FAQ ABOUT DIVE COMPUTERS

Products - Computers

FAQ ABOUT DIVE COMPUTERS

Shearwater introduced the Perdix AI richly featured technical diving computer in 2016 priced at $935, and the Peregrine extended range sport diving computer in 2020 priced at $450. They have identical color display screens with very similar core feature sets and operation, but the Peregrine can best be thought of as a value engineered Shearwater dive computer appropriate for Air and Nitrox divers that supports multi-gas planned decompression diving, yet without compromising on quality or ease-of-use.
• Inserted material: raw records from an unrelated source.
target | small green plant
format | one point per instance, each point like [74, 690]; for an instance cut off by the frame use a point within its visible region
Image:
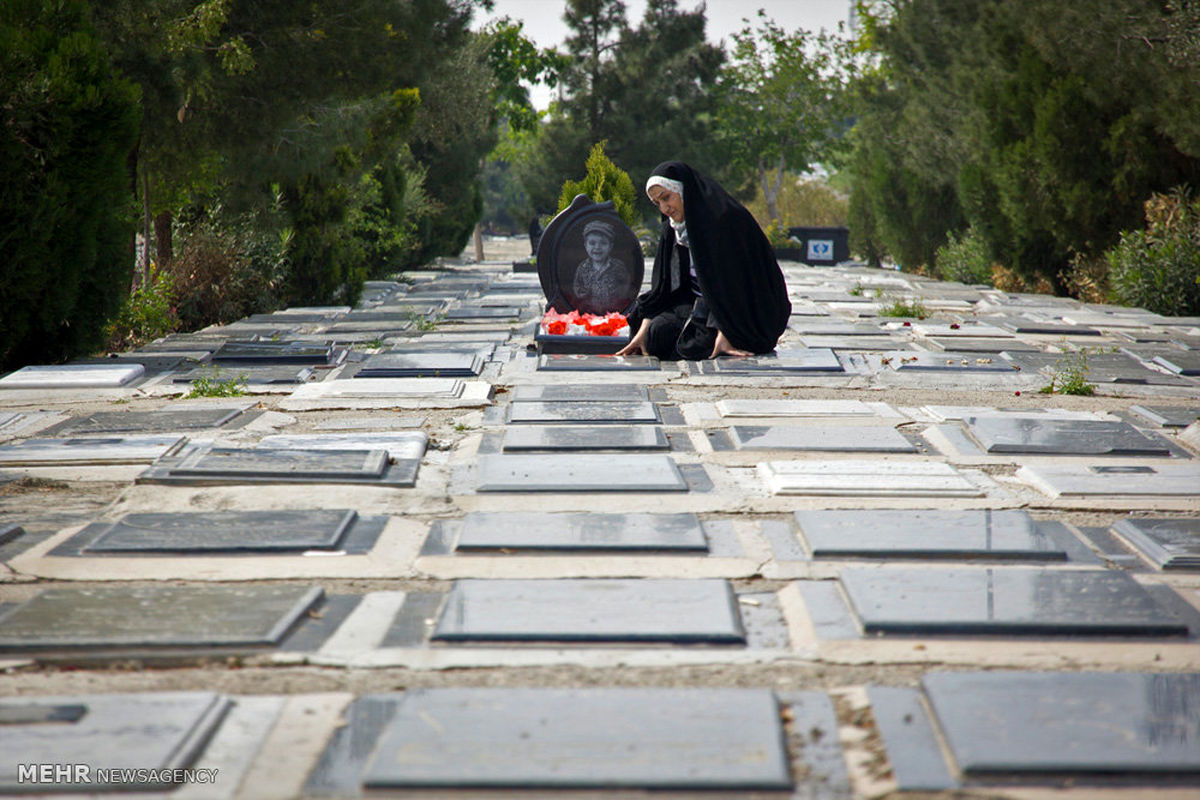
[965, 259]
[604, 181]
[901, 307]
[1071, 377]
[217, 386]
The Perdix AI is a best-in-class technical dive computer that includes support for Trimix, VPM alternative deco algorithm, wireless air integration, an electronic compass and rebreathers. Compared to the very deep rating of the Perdix design, the Peregrine low profile case design is appropriate for the depth limits of Air and Nitrox divers thus allowing significant cost reduction. Omitting the wireless air integration radio receiver and the electronic compass generates further savings. No need to support mixed gas, VPM and closed-circuit also allows for simplified software. The Perdix is powered with any AA size battery and is user changeable, the Peregrine is powered with an internal rechargeable Li-ion 900mAh battery.

Garmin offers the Descent Mk1 multi-activity smartwatch and dive computer in both a silver/black color (aka "Stainless") version and a gray/blue color (aka "Titanium") version. The silver/black Mk1 version has a stainless steel bezel with black accents and the gray/blue Mk1 version has a titanium bezel with blue accents. All models include the black silicone QuickFit wrist strap set, and some configurations also include a metal link QuickFit "bracelet" style wristband.

They differ in price, leading some to wonder if there is any difference in features or functionality. The body of the device on both versions is the same fiber-reinforced polymer with stainless steel buttons and sapphire crystal lens, yielding the same depth rating. Both versions of the Mk1 have the same electronics with Bluetooth Smart, Wi-Fi and ANT+ connectivity and the same firmware, thus having the same features and functionality.

The Shearwater Research Peregrine dive computer does not have the internal hardware for support of RF transmitters to display the cylinder gas pressure, commonly called wireless air integration (AI). Shearwater tells us they have no plans to add AI to the Peregrine.

Frankly, the Peregrine is a value engineered computer for which the AI feature does not make much sense in that price range because a single transmitter costs almost as much as the computer itself. If the AI feature is a requirement for your diving, we suggest you consider either the Perdix AI or the Teric.

The short answer is you do NOT need the VPM upgrade. The Varying Permeability Model (VPM) is a bubble model based decompression theory that is available on some older models of Shearwater dive computers as an optional alternative to the default Bühlmann GF gas content model used by all Shearwater dive computers (and most other dive computers) to compute no-decompression limits and decompression schedules for dives. There is no expert consensus that VPM is better than Bühlmann, and some recent studies suggest VPM may be worse. If you don't understand the differences and why you would choose one or the other, Dive Gear Express and Shearwater recommends sticking with the factory default of Bühlmann 30/70.